As the country prepares to “embrace” the power of women on Sunday, August 9, in honour of fearless women who marched against the apartheid government’s the pass laws in 1956, she is on a mission to spread her message.

Women’s Day is a tribute to the power of women who staged a march on the Union Buildings in Pretoria in 1956 to protest against the proposed pass laws. They came together from all parts of the country in a unified march for a common purpose.

Mbokazi-Nkambule, a founder of the Crown Gospel Awards, said she would be hosting a "Woman to Woman" online Conference, to discuss the empowerment of women in different sectors including entrepreneurship and the role of women in the fight against gender-based violence.

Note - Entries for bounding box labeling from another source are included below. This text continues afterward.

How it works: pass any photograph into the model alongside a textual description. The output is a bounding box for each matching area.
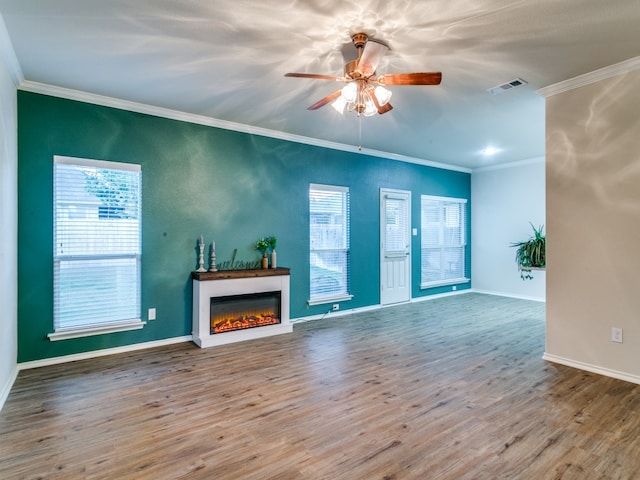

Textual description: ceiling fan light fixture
[331,95,347,115]
[362,92,378,117]
[342,82,358,103]
[373,85,391,107]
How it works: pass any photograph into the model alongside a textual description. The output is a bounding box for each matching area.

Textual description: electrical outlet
[611,327,622,343]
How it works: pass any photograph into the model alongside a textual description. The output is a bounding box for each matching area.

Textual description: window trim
[420,195,471,290]
[307,183,353,306]
[47,155,147,342]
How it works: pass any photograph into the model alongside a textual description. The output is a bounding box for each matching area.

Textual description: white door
[380,188,411,305]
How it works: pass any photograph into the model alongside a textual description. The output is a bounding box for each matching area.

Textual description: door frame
[379,187,413,305]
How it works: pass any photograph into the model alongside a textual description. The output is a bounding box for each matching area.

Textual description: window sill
[47,320,147,342]
[420,278,471,290]
[307,294,353,306]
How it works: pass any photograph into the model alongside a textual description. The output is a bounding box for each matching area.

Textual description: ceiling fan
[285,33,442,116]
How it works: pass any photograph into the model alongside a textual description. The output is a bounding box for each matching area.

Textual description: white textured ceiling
[0,0,640,168]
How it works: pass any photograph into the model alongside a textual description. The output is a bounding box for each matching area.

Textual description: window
[420,195,469,288]
[49,156,144,340]
[309,184,351,305]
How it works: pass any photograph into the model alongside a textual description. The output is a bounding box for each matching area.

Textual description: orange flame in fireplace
[211,312,280,333]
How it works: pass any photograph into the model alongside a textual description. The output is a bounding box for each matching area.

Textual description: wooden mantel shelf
[191,267,290,281]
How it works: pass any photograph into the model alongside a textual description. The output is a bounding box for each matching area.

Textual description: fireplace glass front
[210,291,281,334]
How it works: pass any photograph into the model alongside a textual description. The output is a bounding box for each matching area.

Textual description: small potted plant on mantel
[511,223,547,280]
[256,238,269,269]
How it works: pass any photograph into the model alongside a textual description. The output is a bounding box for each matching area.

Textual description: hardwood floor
[0,294,640,480]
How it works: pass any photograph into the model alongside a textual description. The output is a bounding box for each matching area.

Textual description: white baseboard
[471,288,547,302]
[18,335,192,370]
[290,289,471,323]
[0,366,18,412]
[542,352,640,385]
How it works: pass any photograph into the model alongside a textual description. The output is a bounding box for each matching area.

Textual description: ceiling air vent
[487,78,527,95]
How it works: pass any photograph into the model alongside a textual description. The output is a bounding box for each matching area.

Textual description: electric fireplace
[192,268,292,347]
[210,291,281,335]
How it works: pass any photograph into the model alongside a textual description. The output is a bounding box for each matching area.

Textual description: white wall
[0,17,18,409]
[545,67,640,383]
[471,157,546,300]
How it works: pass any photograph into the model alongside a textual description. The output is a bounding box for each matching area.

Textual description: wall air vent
[487,78,527,95]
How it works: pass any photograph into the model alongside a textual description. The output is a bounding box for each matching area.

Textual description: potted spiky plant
[511,223,547,280]
[255,237,269,268]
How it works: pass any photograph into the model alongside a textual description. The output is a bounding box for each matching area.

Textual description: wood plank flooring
[0,293,640,480]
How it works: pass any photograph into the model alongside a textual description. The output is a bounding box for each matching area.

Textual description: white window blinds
[50,156,142,340]
[420,195,469,288]
[309,184,351,304]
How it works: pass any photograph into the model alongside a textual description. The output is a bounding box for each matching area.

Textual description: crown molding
[536,57,640,97]
[18,80,471,173]
[0,13,24,87]
[472,156,545,173]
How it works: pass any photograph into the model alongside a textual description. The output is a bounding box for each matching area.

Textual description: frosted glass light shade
[342,82,358,103]
[331,96,347,115]
[373,85,391,106]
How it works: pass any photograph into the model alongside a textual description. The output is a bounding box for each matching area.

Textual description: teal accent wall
[18,91,471,362]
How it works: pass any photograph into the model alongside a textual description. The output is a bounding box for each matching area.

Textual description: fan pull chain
[358,112,362,152]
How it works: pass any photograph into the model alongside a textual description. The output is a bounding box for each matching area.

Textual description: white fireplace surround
[192,269,293,348]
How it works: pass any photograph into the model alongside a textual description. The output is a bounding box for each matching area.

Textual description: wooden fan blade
[307,89,342,110]
[376,72,442,85]
[358,40,389,77]
[284,73,346,82]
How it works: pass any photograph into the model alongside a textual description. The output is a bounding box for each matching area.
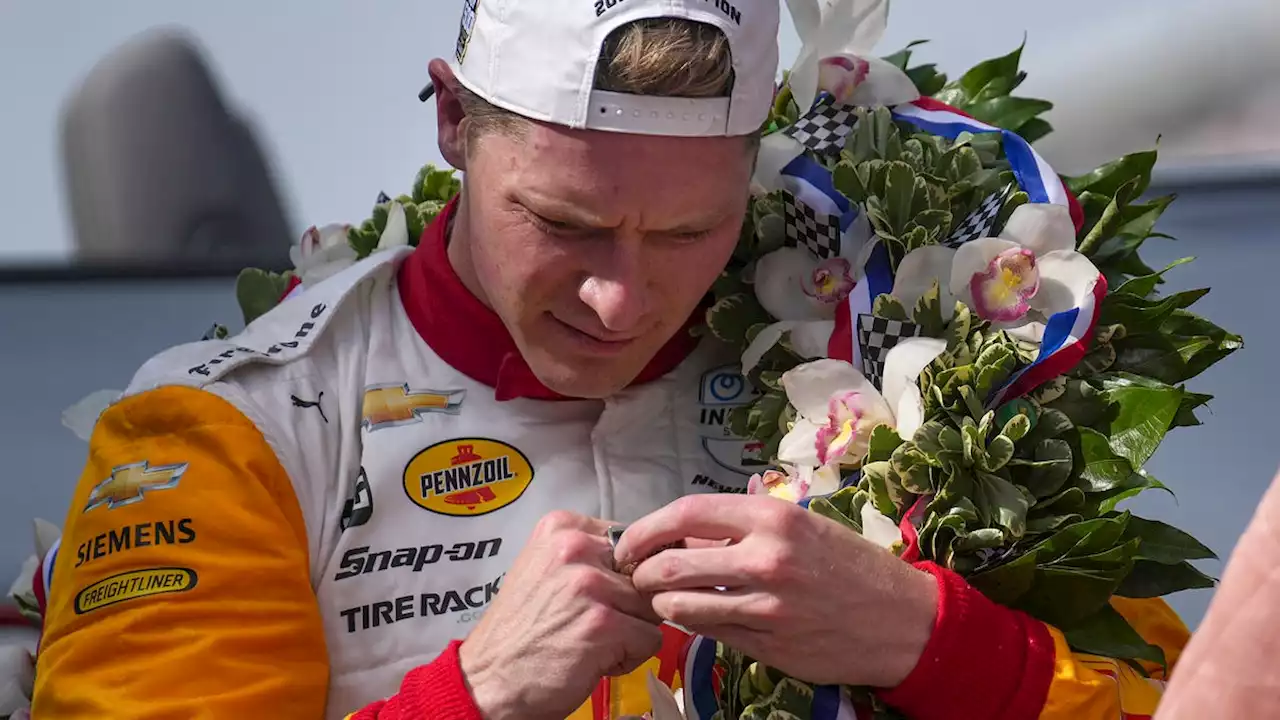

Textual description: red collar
[398,197,704,401]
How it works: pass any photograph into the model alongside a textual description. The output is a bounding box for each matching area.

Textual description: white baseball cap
[453,0,780,137]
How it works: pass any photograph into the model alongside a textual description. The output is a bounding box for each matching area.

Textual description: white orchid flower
[950,202,1098,342]
[742,214,872,374]
[861,500,902,552]
[375,202,408,252]
[289,202,408,286]
[644,673,685,720]
[778,338,946,469]
[787,0,920,111]
[746,464,840,502]
[289,223,356,286]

“We need to come together like the women of 1956, their common mission regardless of their position, profession and age,” said Mbokazi-Nkambule.

“This year’s commemoration comes at the time when the world is facing a Covid-19 pandemic which is causing havoc on the economy. The country is also facing a scourge of gender-based violence, we need to take initiative and find a solution.

“I urge all women in their formations, be it churches, stokvels, (the) workplace or (civil) society to come together to transform one another.

“We have different expertise and capabilities, we need unity and courage to change our challenges.

“We can draw strength and courage from our heroines, they rose against all the odds which we can also do,” she said.

Mbokazi-Nkambule also reflected on the fact that the country’s workforce was dominated by men.

She called on women in senior positions not to distance themselves from poorer communities, where women are hopeless, unemployed and victims of violence.

“It's time to stop relying on men on issues affecting us and our children. We have many women in business and some are occupying senior positions in government. We need to work as a collective. We are capable of great things and we can defeat gender-based violence if women of 1956 fought against the oppression,” she added.

Mbokazi-Nkambule’s online conference will be streamed on Sunday on social media platforms.

Sunday Tribune

* This Women’s Month, IOL in collaboration with the African News Agency, are calling on our readers, corporate partners and staff to nominate a woman who embodies the spirit of the women who took part in the 1956 march on the Union Buildings, by empowering and uplifting her community, fellow women or industry.

The #SheIsMyRock nominee will be featured on IOL and you could stand a chance of winning an awesome gift for her, thanks to our sponsors Dove, JC le Roux and Sorbet.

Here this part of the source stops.